Sharp majorization-type cluster robust bounds for block filters and eigensolvers

Convergence analysis of block iterative solvers for Hermitian eigenvalue problems and closely related research on properties of matrix-based signal filters are challenging and are attracting increased attention due to their recent applications in spectral data clustering and graph-based signal processing. We combine majorization-based techniques pioneered for investigating the Rayleigh-Ritz method in [A. V. Knyazev and M. E. Argentati, SIAM J. Matrix Anal. Appl., 31 (2010), pp. 1521-1537] with tools of classical analysis of the block power method by Rutishauser [Numer.
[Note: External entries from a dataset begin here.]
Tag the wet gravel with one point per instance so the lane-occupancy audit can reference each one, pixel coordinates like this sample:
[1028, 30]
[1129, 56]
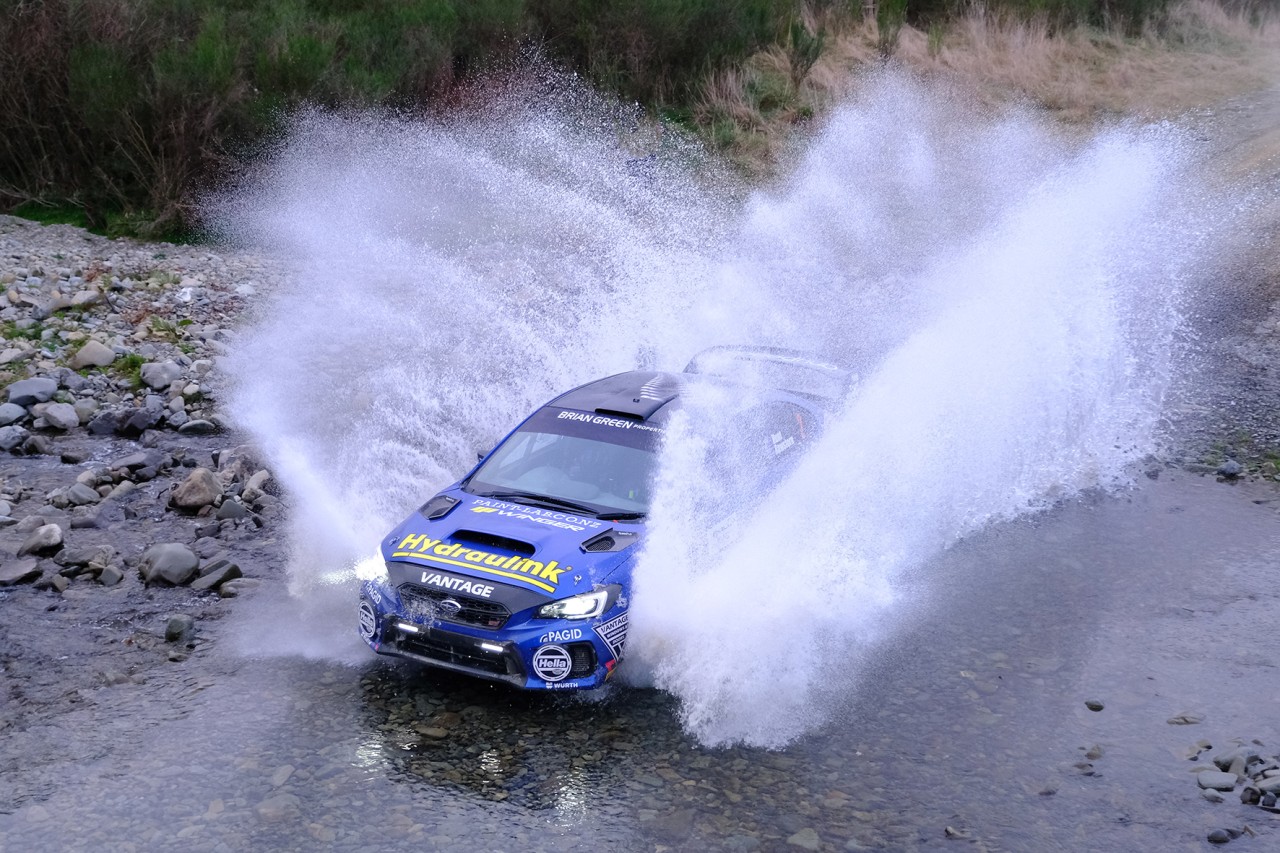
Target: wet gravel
[969, 726]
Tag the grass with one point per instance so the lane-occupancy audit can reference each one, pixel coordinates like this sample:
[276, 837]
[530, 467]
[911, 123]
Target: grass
[10, 331]
[119, 113]
[129, 368]
[1194, 54]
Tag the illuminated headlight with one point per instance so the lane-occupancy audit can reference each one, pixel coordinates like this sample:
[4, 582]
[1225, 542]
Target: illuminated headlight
[584, 606]
[371, 569]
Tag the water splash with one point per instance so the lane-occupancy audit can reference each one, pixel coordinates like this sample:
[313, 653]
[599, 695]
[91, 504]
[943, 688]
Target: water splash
[1008, 295]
Math., 13 (1969), pp. 4-13] to derive sharp convergence rate bounds of abstract block iterations, wherein tuples of tangents of principal angles or relative errors of Ritz values are bounded using majorization in terms of arranged partial sums and tuples of convergence factors. Our novel bounds are robust in the presence of clusters of eigenvalues, improve previous results, and are applicable to most known block iterative solvers and matrix-based filters, e.g., to block power, Chebyshev, and Lanczos methods combined with polynomial filtering. The sharpness of our bounds is fundamental, implying that the bounds cannot be improved without further assumptions.